Greek fires rage unabated for a week

ATHENS - Greek firefighters struggled on Friday to contain scores of blazes stretching nationwide -- the largest fires in the European Union this year.

The biggest fire front was in the Evros region close to the Turkish border, near the northern port city of Alexandroupoli, where a mega blaze that erupted on Saturday raged untamed.

"Unfortunately Evros is the most active part of all the fronts we are facing at the moment and perhaps the most difficult section that we will face today," fire department spokesman Yiannis Artopios told state television ERT on Friday.

The fire was consuming the Dadia forest, one of the major areas in Europe for birds of prey. 

The Alexandroupoli wildfires are now the largest in the EU on record for 2023 and the second largest since 2000, according to the bloc. 
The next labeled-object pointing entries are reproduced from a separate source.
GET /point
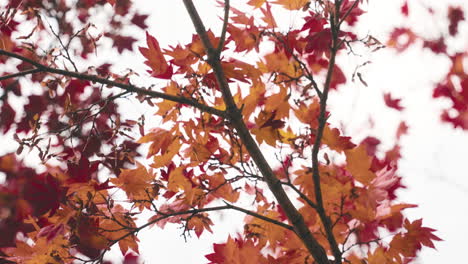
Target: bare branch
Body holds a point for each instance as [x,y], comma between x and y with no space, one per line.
[223,32]
[19,74]
[127,87]
[236,118]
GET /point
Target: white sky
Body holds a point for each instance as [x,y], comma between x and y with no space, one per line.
[433,153]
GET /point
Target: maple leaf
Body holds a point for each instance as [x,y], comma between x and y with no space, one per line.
[137,183]
[256,3]
[236,251]
[139,20]
[123,43]
[392,102]
[292,4]
[199,223]
[155,59]
[358,163]
[332,138]
[455,15]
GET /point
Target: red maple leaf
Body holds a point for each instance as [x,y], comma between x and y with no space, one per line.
[392,102]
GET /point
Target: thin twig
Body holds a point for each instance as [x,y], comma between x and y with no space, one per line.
[222,39]
[128,87]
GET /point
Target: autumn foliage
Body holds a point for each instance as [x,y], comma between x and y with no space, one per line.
[243,125]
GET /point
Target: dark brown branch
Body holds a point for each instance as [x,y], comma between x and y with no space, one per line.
[127,87]
[235,116]
[322,119]
[222,39]
[202,210]
[19,74]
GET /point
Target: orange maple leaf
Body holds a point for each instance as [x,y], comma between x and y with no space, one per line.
[293,4]
[256,3]
[358,163]
[199,223]
[135,182]
[155,59]
[332,138]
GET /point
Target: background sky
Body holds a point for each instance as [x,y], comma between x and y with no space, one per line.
[434,155]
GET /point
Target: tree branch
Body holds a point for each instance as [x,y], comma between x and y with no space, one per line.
[19,74]
[223,31]
[235,116]
[128,87]
[322,119]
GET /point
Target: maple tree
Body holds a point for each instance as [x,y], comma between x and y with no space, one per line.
[238,122]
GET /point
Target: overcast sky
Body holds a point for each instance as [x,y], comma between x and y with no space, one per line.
[434,154]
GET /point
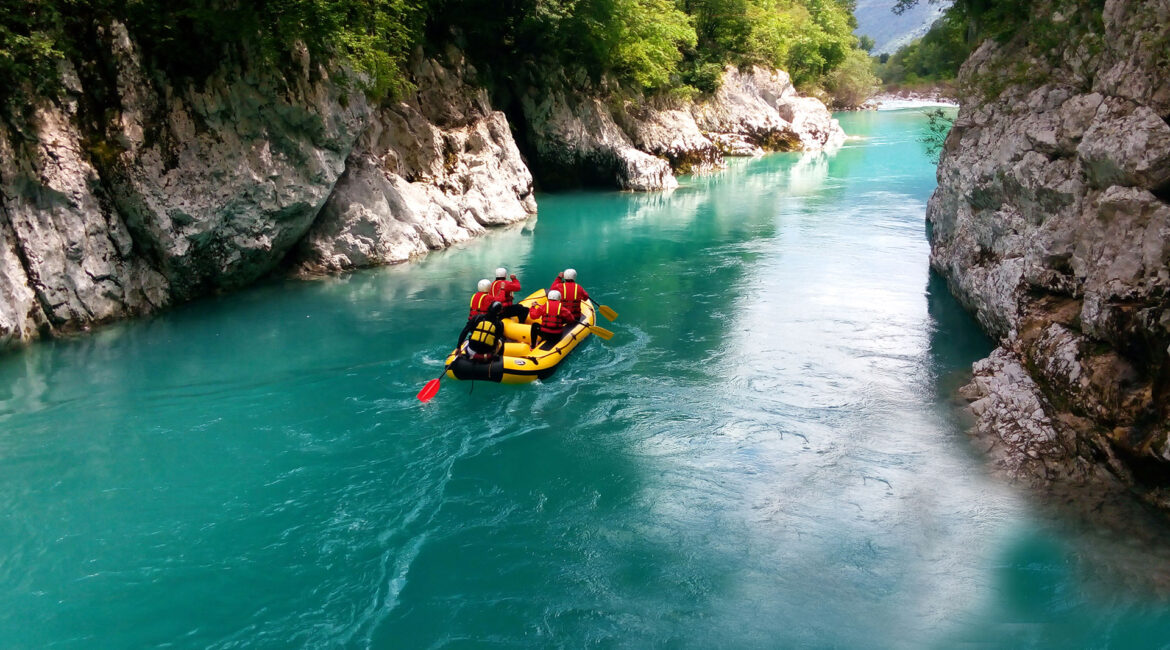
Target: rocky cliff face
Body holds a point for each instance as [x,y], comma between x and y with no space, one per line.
[160,193]
[130,191]
[1052,223]
[427,172]
[639,144]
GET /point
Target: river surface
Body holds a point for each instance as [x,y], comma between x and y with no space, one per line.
[764,456]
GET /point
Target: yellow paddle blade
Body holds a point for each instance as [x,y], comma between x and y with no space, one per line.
[601,332]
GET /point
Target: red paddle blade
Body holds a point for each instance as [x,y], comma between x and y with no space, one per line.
[428,391]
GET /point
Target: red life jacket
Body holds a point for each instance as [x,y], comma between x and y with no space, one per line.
[502,295]
[480,303]
[552,320]
[571,294]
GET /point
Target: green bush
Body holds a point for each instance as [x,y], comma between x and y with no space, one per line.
[853,82]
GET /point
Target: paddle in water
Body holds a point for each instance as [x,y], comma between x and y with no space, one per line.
[600,331]
[431,388]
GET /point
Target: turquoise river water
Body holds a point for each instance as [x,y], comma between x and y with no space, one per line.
[764,456]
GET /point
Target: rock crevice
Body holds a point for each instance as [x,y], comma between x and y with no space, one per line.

The bodies of 19 people believed to be migrants, two of them children, were found in the area this week.  

"At the moment there is no big active front on Mount Parnitha," near Athens, Artopios said. 

A third large fire was still blazing in Boeotia, north of Athens, but the conditions were improved. 

A shepherd lost his life in the fires in this area on Monday. 

Authorities blamed arsonists for the multiple fronts that have emerged simultaneously in the country during the past few days. 

Artopios said investigations into the arsons now involve thed national intelligence service and the fire prevention department. 

A very high fire risk is forecast on Friday for central Greece and Athens. 

Fires had scorched more than 120,000 hectares (nearly 30,000 acres) of land across Greece in 2023 until Wednesday, according to estimates from the National Observatory. 

This year's burned land area is three times larger than the average annually since 2006, according to the European Observatory of Forest Fires.